Decks are a way to enjoy morning coffee, share a quick or leisurely meal or savor a spectacular view


Twilight, sunrise, sunset and into the evening hours, an attractive, well-appointed and furnished deck extends your home’s seasonal living space.

Adding property value and curb appeal, decks continue to be a top home improvement option.

As materials and technology up the choice pool for deck construction materials, newer composite planks are lower maintenance, more durable and good looking — all great qualities to have in an outdoor deck.

Tech and techniques

Construction materials continue to change and evolve, adding more and more options for residential projects.

“Technology is always evolving” when it comes to construction materials — including those used for decks, said John Gemmi, owner of Gemmi Construction Inc., in Buckingham.

“I like things to look more natural — like real wood — and newer products and composites have a more natural and realistic look to them,” he said.

Adjusting conventions in how decks are put together — including railings and hardware systems means newer decks have a refreshed look.

Subtle tweaks to construction practices like “picture framing” soften what are naturally hard visual lines.

“And deck railing systems no longer have to look ‘mechanical’” in nature, Gemmi said.

Deck project packages

While some properties may be poised to add a deck, Gemmi said his firm often receives requests to build a new deck as part of a larger package project — such as a new or expanded kitchen or a family room addition to the existing home.

He recommends keeping the home’s overall architecture and aesthetic top of mind along with encouraging clients to have — and communicate — clear ideas about the end goal for the project.
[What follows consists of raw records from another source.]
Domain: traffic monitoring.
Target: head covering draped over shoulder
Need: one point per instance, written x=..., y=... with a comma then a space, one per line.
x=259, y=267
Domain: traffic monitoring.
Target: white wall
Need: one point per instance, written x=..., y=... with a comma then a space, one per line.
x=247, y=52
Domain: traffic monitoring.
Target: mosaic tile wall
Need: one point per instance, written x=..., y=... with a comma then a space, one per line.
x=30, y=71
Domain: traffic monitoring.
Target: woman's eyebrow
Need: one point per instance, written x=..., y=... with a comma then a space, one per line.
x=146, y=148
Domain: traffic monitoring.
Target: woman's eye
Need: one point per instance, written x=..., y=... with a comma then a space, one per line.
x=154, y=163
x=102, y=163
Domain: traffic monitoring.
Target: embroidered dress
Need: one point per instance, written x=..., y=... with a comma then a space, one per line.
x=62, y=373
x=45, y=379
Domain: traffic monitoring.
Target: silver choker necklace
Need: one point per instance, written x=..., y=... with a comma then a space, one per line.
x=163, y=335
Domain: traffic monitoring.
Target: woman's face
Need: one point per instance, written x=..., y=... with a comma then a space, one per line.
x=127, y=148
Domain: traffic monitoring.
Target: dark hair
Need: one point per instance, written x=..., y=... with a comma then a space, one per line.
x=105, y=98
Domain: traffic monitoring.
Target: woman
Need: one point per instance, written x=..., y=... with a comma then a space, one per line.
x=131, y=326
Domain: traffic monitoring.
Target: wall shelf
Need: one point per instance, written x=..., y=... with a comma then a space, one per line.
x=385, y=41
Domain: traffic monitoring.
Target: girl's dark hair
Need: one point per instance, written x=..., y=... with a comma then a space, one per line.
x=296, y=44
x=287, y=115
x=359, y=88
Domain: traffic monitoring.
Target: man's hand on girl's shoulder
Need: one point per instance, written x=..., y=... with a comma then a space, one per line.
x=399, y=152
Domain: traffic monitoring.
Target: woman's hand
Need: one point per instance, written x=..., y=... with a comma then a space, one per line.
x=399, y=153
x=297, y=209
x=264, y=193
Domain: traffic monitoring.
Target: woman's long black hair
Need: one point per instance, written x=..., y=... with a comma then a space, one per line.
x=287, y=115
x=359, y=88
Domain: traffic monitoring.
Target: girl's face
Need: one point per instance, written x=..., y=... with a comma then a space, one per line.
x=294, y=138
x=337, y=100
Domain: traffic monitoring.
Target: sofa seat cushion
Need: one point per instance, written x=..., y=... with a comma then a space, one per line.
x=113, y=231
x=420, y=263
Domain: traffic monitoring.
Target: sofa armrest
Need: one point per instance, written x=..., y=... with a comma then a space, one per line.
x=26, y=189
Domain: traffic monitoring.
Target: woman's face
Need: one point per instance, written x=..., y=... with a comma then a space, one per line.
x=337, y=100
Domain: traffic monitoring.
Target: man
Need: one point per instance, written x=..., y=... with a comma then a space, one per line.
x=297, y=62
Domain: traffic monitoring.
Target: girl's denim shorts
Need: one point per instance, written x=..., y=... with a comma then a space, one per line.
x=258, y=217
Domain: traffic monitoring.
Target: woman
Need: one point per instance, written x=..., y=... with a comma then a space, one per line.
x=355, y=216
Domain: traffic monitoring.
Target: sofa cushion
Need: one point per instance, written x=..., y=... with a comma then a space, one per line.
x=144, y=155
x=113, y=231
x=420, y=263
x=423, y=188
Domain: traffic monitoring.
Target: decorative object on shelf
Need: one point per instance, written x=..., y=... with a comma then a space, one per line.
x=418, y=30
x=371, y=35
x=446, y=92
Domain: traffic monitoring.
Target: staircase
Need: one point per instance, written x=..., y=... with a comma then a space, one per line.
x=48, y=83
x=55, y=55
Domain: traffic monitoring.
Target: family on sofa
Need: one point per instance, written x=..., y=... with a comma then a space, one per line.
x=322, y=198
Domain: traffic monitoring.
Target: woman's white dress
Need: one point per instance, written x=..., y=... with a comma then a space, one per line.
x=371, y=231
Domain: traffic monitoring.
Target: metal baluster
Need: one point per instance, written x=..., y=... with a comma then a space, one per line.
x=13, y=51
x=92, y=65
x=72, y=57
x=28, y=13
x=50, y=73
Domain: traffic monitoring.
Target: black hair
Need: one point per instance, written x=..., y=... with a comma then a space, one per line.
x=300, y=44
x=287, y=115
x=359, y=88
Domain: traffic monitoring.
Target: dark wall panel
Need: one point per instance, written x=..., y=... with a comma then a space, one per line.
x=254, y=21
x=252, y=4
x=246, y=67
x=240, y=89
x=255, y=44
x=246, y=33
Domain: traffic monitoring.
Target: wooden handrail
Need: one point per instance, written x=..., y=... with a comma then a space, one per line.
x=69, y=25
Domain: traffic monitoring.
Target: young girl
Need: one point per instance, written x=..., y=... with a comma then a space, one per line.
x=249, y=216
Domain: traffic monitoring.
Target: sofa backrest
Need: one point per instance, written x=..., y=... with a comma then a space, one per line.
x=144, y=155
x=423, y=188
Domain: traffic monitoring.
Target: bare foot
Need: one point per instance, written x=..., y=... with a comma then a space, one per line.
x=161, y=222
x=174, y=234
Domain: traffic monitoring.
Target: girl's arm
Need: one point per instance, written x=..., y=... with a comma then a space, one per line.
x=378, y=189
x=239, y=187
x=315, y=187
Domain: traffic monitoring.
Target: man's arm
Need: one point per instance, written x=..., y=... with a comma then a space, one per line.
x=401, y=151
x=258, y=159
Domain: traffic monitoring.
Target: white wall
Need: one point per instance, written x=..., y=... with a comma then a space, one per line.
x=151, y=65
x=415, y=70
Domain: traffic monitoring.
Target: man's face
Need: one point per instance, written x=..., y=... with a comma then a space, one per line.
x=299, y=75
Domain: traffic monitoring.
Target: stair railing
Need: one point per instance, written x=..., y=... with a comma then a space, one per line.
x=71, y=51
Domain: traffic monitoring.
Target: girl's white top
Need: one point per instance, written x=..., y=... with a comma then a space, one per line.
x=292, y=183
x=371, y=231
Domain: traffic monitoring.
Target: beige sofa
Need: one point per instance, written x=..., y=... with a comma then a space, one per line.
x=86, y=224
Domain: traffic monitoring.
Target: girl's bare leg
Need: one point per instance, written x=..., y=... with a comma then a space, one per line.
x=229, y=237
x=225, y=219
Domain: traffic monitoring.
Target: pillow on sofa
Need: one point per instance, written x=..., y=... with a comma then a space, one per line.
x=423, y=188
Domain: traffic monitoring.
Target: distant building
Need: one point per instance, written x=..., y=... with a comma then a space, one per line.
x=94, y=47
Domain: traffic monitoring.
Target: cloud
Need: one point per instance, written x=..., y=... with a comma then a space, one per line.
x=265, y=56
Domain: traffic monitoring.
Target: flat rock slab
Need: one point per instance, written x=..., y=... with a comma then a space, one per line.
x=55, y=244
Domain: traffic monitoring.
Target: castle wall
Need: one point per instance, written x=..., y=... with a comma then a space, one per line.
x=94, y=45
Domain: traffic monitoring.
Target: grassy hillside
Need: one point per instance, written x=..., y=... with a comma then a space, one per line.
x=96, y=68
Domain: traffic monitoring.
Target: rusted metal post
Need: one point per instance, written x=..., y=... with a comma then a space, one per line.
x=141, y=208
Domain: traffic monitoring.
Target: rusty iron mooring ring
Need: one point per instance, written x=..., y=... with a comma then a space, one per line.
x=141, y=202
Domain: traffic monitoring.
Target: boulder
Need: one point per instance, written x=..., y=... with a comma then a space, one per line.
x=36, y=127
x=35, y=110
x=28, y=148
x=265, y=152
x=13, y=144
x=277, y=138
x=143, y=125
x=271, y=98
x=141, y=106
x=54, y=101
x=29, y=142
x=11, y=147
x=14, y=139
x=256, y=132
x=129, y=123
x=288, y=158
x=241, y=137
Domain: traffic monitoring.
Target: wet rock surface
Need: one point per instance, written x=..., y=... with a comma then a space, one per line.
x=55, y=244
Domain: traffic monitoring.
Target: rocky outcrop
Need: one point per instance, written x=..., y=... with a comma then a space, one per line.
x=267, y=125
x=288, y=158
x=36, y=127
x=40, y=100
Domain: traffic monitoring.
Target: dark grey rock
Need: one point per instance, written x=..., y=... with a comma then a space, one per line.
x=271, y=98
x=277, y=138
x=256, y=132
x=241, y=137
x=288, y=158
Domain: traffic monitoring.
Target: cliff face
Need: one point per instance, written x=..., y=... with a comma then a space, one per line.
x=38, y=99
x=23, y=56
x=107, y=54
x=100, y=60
“How will you use the space, which should drive the size of the deck and any levels. If you include separate spaces, how many people do you regularly entertain,” he said.
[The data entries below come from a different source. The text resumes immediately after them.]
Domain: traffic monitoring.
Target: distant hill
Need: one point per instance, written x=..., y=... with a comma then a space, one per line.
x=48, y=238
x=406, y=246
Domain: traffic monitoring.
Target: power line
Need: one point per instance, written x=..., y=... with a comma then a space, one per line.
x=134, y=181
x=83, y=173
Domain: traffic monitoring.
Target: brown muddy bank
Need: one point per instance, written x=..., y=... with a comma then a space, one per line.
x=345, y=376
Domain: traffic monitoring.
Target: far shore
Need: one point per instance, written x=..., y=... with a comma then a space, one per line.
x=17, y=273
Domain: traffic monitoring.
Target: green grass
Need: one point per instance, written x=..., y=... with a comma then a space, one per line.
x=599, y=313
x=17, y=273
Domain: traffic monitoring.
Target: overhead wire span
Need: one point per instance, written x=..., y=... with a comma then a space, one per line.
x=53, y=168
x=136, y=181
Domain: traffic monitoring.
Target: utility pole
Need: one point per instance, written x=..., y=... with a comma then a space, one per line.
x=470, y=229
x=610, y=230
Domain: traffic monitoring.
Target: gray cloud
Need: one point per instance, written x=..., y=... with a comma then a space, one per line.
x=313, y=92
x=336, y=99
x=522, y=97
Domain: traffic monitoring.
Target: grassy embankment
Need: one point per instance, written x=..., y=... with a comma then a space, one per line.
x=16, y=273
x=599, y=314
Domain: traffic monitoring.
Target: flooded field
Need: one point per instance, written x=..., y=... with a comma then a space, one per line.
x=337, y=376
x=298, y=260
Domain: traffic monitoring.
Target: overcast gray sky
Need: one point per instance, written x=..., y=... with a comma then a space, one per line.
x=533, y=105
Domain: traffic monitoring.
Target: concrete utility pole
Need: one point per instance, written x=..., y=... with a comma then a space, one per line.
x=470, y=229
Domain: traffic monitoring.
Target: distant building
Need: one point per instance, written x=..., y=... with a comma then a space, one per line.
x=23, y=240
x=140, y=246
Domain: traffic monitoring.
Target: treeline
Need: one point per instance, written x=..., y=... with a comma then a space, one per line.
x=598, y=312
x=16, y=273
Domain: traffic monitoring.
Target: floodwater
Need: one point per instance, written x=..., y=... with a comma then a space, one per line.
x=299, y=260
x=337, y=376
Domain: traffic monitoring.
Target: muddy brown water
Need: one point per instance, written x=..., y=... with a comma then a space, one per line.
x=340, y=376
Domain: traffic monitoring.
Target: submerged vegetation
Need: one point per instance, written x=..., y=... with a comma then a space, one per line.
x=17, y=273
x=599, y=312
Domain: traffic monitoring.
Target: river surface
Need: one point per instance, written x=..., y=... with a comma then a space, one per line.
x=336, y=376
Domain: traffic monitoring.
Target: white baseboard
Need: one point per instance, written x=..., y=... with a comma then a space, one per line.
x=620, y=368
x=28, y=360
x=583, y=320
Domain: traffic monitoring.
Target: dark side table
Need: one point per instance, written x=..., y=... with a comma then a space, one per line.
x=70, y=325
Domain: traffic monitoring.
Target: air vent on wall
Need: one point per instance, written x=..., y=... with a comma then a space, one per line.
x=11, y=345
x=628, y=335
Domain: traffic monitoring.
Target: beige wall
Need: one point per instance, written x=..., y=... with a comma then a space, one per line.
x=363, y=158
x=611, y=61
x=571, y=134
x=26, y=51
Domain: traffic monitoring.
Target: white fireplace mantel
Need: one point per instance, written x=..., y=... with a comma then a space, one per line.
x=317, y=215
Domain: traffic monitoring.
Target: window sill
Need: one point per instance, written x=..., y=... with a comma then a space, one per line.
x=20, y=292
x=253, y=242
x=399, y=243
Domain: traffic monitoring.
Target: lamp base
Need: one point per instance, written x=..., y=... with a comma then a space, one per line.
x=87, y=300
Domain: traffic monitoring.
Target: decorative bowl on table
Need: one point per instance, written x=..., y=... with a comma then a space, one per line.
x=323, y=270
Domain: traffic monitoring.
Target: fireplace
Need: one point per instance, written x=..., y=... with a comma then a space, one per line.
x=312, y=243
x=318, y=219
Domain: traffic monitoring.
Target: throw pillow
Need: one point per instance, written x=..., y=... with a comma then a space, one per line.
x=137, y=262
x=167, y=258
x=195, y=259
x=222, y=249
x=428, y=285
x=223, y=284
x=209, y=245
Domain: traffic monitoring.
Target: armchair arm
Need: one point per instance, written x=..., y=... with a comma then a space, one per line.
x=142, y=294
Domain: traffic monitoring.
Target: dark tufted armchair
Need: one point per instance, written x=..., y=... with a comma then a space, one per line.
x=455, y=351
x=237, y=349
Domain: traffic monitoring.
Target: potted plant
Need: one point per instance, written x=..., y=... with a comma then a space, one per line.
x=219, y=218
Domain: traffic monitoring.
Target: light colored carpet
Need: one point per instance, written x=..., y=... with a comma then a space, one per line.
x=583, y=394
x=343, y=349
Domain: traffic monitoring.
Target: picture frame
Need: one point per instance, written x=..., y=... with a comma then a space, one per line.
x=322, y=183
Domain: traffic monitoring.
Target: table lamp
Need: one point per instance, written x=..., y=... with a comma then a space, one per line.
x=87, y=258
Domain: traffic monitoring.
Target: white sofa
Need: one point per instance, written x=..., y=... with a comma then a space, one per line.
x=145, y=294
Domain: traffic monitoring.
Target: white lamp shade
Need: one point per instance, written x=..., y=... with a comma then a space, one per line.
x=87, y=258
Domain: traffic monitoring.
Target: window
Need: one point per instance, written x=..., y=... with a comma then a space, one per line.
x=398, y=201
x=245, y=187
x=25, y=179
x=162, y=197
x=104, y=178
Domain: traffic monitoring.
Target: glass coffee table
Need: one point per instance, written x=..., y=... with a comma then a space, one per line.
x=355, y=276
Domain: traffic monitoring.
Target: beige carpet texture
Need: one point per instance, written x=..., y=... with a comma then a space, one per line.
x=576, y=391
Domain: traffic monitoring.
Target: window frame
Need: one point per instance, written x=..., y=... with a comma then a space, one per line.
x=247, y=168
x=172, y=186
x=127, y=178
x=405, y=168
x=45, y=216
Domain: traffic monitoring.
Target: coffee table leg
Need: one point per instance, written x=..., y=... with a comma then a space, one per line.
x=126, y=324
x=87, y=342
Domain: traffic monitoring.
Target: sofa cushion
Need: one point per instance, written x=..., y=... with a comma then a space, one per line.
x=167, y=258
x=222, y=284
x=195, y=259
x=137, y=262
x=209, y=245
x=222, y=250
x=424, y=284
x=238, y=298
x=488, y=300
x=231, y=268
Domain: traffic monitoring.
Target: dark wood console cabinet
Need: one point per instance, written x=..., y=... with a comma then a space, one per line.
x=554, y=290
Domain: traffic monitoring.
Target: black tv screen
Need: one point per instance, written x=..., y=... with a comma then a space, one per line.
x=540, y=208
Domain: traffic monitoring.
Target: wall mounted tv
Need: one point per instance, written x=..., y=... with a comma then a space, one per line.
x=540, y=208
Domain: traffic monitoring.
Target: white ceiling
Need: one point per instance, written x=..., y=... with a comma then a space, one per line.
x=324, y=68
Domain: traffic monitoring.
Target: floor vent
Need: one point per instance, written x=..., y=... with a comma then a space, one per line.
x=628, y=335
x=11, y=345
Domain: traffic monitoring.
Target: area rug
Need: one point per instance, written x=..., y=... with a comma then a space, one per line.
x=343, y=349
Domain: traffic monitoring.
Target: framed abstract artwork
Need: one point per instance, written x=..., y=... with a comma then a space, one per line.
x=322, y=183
Consider if your new deck will primarily be used for everyday activities by mostly the immediate family or a few friends.

If your home is “ground zero” for regular large gatherings, you’ll want to incorporate elements into a new or renovated deck to better serve our needs, Gemmi said.

Multilevel decks using newer construction practices take full advantage of deck levels.

“If you have a walkout basement and the deck is overhead, there are waterproof products you can use to give you extra living space under the deck,” Gemmi said.

Deck “levels” or rooms, where you can create different uses for outdoor living should also be part of the client conversation, Gemmi explained.

“You don’t want it too big or too small. If it’s too big it can look wasteful and if too small it won’t function properly for you,” he said.

A professional architect can help clients realize ideas to craft a deck sized “just right,” Gemmi said.

Sun and shaded areas

Because you’ll want to make sure you plan for best-case uses, keep track of sun and shade throughout the deck in any space where one is planned.

Newer engineered boards will be resistant to sun-bleaching and weather. Gemmi said there are manufacturers offering uncolored or “raw” boards, which can be painted any color for a unique and customized look.

Today’s popular deck board colors continue to be gray, sandy beige and an “Ipe” (Brazilian walnut) tone, which is a warm darker wood color, according to Gemmi.

For existing decks, he recommends a regular cleaning and maintenance schedule following product manufacturer’s directions.

Cleaning and care will keep the deck from premature aging as well as remove mold or mildew growth. It’s also the best way to keep your deck looking great — and performing — for many years to come.

“A deck is an investment, and if you’re going with composites they’re expensive, too. You want to make sure you protect your investment,” Gemmi said.